Her eyes searched the hall, “What do you mean?”
“He means anybody like that crazy uncle of yours, Nicole!” Henry barked.
“Uncle?” asked the doctor.
“Um, ah, it’s not my uncle. He’s just “high” all the time. My father was diagnosed with schizophrenia”.
“What? You told me you didn’t know your father and you heard he died when you were 12 years old!” Henry’s voice was so loud that the chapel door creaked open and a pair of tiny child’s eyes stared at him.
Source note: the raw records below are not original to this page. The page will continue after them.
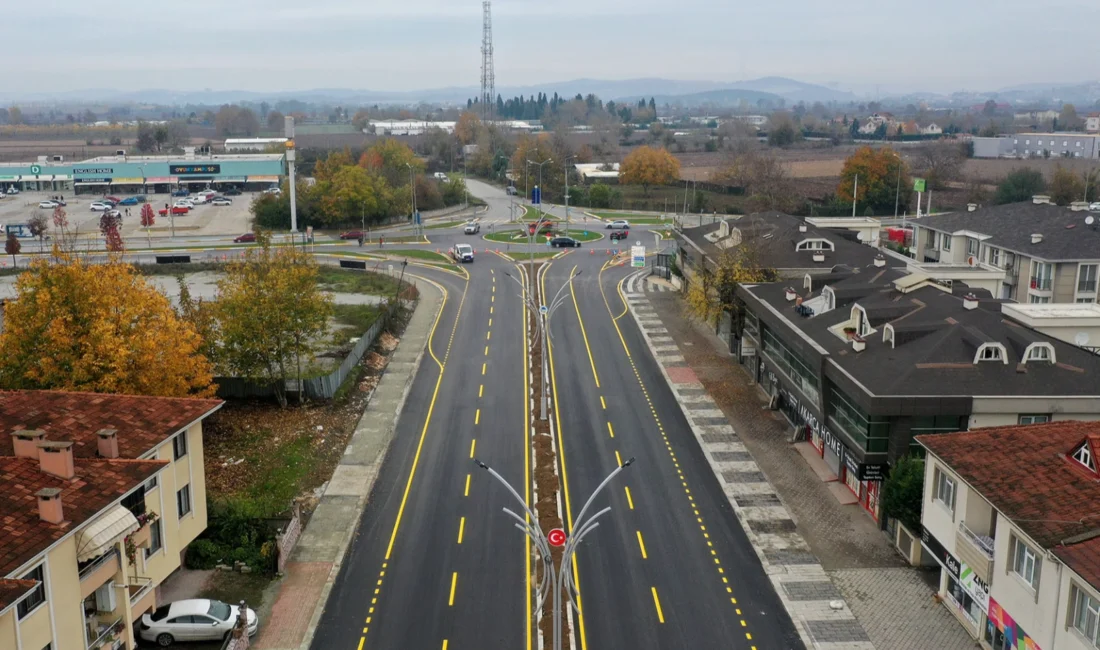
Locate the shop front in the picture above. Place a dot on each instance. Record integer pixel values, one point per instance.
(964, 593)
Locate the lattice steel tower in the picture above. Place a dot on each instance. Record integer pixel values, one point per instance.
(488, 81)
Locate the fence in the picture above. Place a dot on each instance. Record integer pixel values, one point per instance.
(323, 387)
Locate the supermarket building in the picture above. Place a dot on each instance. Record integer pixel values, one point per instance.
(144, 174)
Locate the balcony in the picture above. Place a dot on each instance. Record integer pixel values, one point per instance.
(976, 550)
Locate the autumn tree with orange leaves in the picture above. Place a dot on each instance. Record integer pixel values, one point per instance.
(79, 326)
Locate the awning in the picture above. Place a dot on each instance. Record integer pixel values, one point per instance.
(98, 537)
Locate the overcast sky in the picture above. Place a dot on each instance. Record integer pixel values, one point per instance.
(936, 45)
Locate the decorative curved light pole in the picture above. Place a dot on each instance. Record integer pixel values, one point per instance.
(554, 580)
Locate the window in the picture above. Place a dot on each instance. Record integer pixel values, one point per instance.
(1086, 615)
(179, 445)
(1025, 562)
(1034, 418)
(155, 539)
(37, 596)
(944, 491)
(184, 500)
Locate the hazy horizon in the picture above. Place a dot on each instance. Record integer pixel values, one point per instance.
(278, 46)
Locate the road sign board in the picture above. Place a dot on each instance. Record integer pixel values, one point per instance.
(557, 537)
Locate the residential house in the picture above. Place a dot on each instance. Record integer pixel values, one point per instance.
(864, 359)
(1010, 515)
(99, 497)
(1048, 253)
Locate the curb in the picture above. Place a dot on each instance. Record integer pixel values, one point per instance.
(783, 553)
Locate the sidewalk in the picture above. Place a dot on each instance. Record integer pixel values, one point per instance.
(891, 602)
(316, 560)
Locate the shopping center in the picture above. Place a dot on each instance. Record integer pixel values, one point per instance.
(123, 174)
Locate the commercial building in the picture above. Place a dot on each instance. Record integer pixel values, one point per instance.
(1010, 515)
(145, 174)
(1036, 252)
(99, 497)
(864, 359)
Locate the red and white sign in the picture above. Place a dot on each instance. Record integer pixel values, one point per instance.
(557, 537)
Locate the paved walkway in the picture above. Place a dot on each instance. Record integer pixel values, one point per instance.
(316, 560)
(798, 522)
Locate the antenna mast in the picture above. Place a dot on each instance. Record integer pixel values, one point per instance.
(488, 80)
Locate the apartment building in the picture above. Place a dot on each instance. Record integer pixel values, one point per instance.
(864, 359)
(1047, 253)
(99, 497)
(1010, 515)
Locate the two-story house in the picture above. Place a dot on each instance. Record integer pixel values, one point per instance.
(862, 360)
(1010, 515)
(99, 497)
(1048, 253)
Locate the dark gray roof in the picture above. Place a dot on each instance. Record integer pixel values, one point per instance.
(1065, 234)
(773, 237)
(935, 341)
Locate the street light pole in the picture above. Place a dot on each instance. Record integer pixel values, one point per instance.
(554, 580)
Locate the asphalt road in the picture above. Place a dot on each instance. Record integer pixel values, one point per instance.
(670, 566)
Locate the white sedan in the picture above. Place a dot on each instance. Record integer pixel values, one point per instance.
(197, 619)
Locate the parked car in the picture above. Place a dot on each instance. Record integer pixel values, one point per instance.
(462, 253)
(196, 619)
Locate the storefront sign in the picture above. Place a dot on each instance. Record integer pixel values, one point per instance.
(195, 169)
(1007, 628)
(971, 584)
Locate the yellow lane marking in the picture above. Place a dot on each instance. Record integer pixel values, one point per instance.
(657, 602)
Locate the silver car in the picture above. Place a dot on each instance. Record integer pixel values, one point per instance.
(197, 619)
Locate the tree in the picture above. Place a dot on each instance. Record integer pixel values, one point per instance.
(270, 310)
(1020, 185)
(903, 492)
(880, 186)
(1066, 187)
(12, 246)
(648, 166)
(76, 326)
(39, 224)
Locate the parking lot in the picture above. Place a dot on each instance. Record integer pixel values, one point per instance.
(204, 220)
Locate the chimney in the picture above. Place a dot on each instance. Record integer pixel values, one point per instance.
(108, 443)
(50, 505)
(56, 459)
(26, 442)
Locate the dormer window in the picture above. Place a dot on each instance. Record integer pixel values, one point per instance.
(1043, 352)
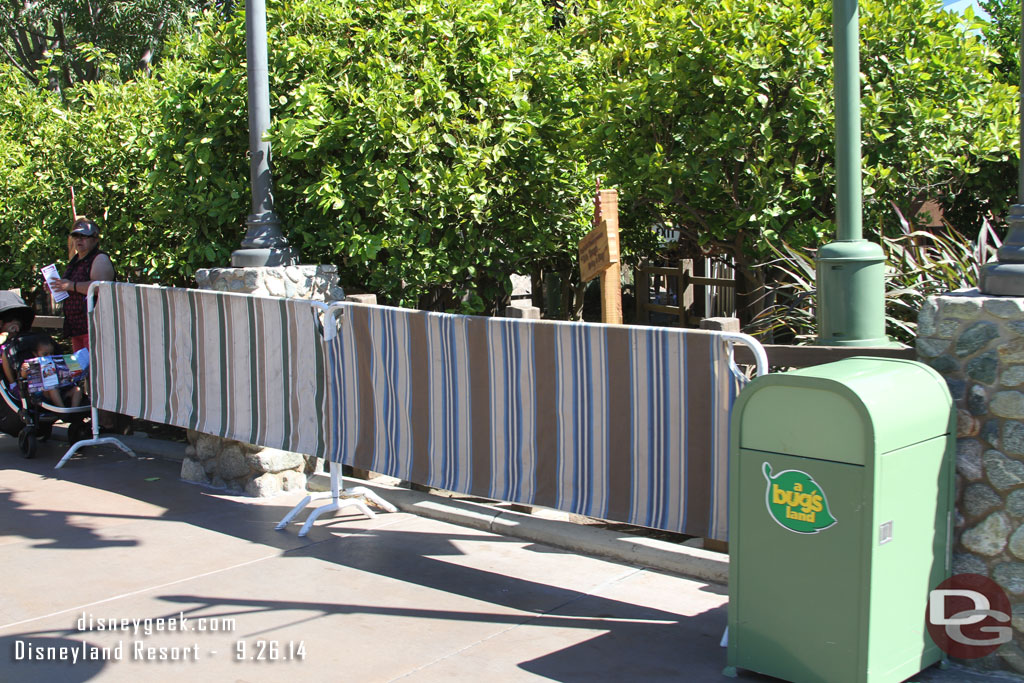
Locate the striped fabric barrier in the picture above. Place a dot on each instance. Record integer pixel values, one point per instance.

“Henry, please,” Nicole pleaded. “Please, look at the kids. Come sit down,” tears streamed from her eyes. “Honey, I’m sorry I lied,” searching his face for understanding. “I was 12 when he died,” she continued. “My dad was a young man with troubles – at least that’s what people said. He couldn’t handle life,” they said. “So, he shot himself. I came home and found him holding a picture of me in his arms. Blood was everywhere – the ceiling, the walls and on his favorite arm chair. We would sit in it together to watch football games. I found him slumped in our chair with my picture because he gave up on me! That’s what I told myself. It wasn’t until I was an adult that I was told that my Dad was schizophrenic. I was only told because I was marrying you,” she held his hand. “My mother didn’t want me to have children.” She leaned back on the bench and began to cry. Henry looked into her oval face. The look in his eyes told the story of his heart. He loved Nicole. He couldn’t imagine what it would be like to carry such a burden.
“Mr. and Mrs. Jackson, I believe that what your son was going through, is quite possibly schizophrenia,” Dr. Arnold said.
“Do you know what made it happen? Was it football? Jared?” Nicole asked.
“No,” he continued. “No, in your case Nicole – may I call you Nicole?”